Webasto’s R&D team is using Monolith AI software to make its electric vehicle (EV) battery module and pack testing more efficient.
Each battery module developed by Webasto contains at least 300 screws, with the torque setting for tightening each screw generating huge amounts of data.
Webasto will use the Monolith software to interrogate the data to improve screw tightening and battery performance, freeing up senior engineering resource at the same time.
The power of the Monolith platform lies in its ability to reduce the amount of physical testing time and simulations required to successfully develop products with highly complex, intractable physics throughout the design cycle.

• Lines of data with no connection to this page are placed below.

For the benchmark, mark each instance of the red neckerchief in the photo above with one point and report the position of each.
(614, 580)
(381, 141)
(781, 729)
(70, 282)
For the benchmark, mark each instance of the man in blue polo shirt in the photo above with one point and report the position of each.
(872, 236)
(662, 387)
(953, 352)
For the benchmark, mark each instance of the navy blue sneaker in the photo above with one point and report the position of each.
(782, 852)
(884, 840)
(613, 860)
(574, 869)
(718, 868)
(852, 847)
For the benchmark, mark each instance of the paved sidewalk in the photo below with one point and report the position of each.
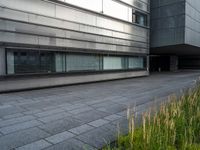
(80, 116)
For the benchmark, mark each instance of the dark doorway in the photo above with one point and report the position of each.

Using valuable and sometimes limited engineering test data, Monolith makes instant predictions and enables engineers to identify areas where optimisation and development are required, without the extensive need for repetitive, time-consuming physical tests, the company said.
The two companies expect to work on numerous use cases together over the next 12 months, with the immediate focus on battery pack screw tightening – the quality of which can have huge impact on battery performance and degradation.
Webasto also develops batteries for an array of vehicle applications, building more than 500 battery system prototypes per year.
This work generates terabytes of raw test data from thousands of tests. However, the test data produced by Webasto is not in a form suited to train AI models.
Dr. Richard Ahlfeld, CEO and founder of Monolith, said: “The work we’re doing with Webasto sets a new benchmark for how a company can use AI effectively to improve processes and products.
“We’ve worked with them every step of the way to identify use cases, prepare data and train the in-house test and domain experts to get the most out of the Monolith platform. The result is an acceleration in battery validation and improved battery quality and performance.”